Bilan

L'UE autorise le recours à la force contre les passeurs en Méditerranée

Bruxelles autorise les navires de guerre européens à arraisonner, fouiller, saisir et dérouter les navires soupçonnés de servir aux passeurs de migrants en Méditerranée.

Jusqu'ici, l'opération -forte de quatre navires et d'environ un millier d'hommes- était cantonnée à la surveillance à partir des eaux internationales des réseaux criminels qui envoient chaque jour des embarcations précaires chargées de migrants vers l'Italie au départ des côtes libyennes.

Crédits: AFP

L'Union européenne a décidé lundi de recourir à la force militaire contre les passeurs de migrants dans le cadre de son opération navale en Méditerranée, a-t-on appris de sources européennes à Bruxelles.

Cette mesure, qui doit être effective à partir de début octobre, autorise les navires de guerre européens à arraisonner, fouiller, saisir et dérouter les navires soupçonnés de servir aux passeurs.

Ils pourront également procéder à des arrestations, à condition de ne pas entrer dans les eaux territoriales libyennes.
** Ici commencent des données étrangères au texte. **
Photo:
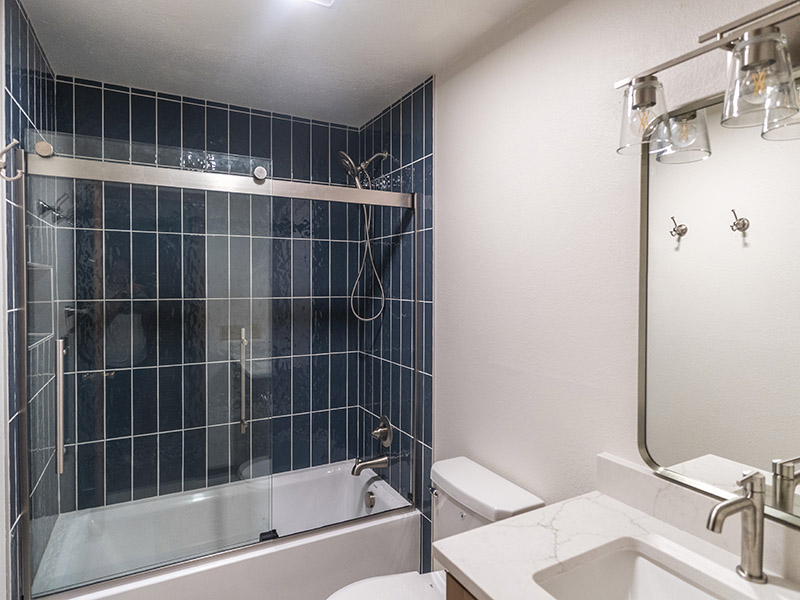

Réunis lundi matin lors d'une réunion ministérielle à Bruxelles, les 28 Etats membres de l'UE ont estimé que "les conditions sont réunies" pour passer à la deuxième phase, en haute mer, de leur opération EU Navfor Med lancée fin juin en Méditerranée.

Jusqu'ici, l'opération --forte de quatre navires et d'environ un millier d'hommes-- était cantonnée à la surveillance à partir des eaux internationales des réseaux criminels qui envoient chaque jour des embarcations précaires chargées de migrants vers l'Italie au départ des côtes libyennes.

Elle a aussi participé à plusieurs opérations de secours, contribuant à sauver 1.500 personnes.

Pour monter en puissance, sept frégates supplémentaires sont nécessaires, dont certaines équipées d'installations médicales, ainsi que des hélicoptères, des sous-marins et des drones.

EU Navfor Med s'appuiera surtout sur des forces spéciales, les commandos marines, pour l'arraisonnement forcé des navires des passeurs, une tactique souvent utilisée dans les opérations contre les narcotrafiquants.

Les états-majors des 28 pays de l'UE doivent se réunir mercredi pour faire le point sur les contributions en hommes et en matériel de chacun.

La deuxième phase de la mission ne pourra pas être lancée avant début octobre, selon une source diplomatique, car l'UE doit encore adopter une série de textes juridiques, comme les règles d'engagement des soldats.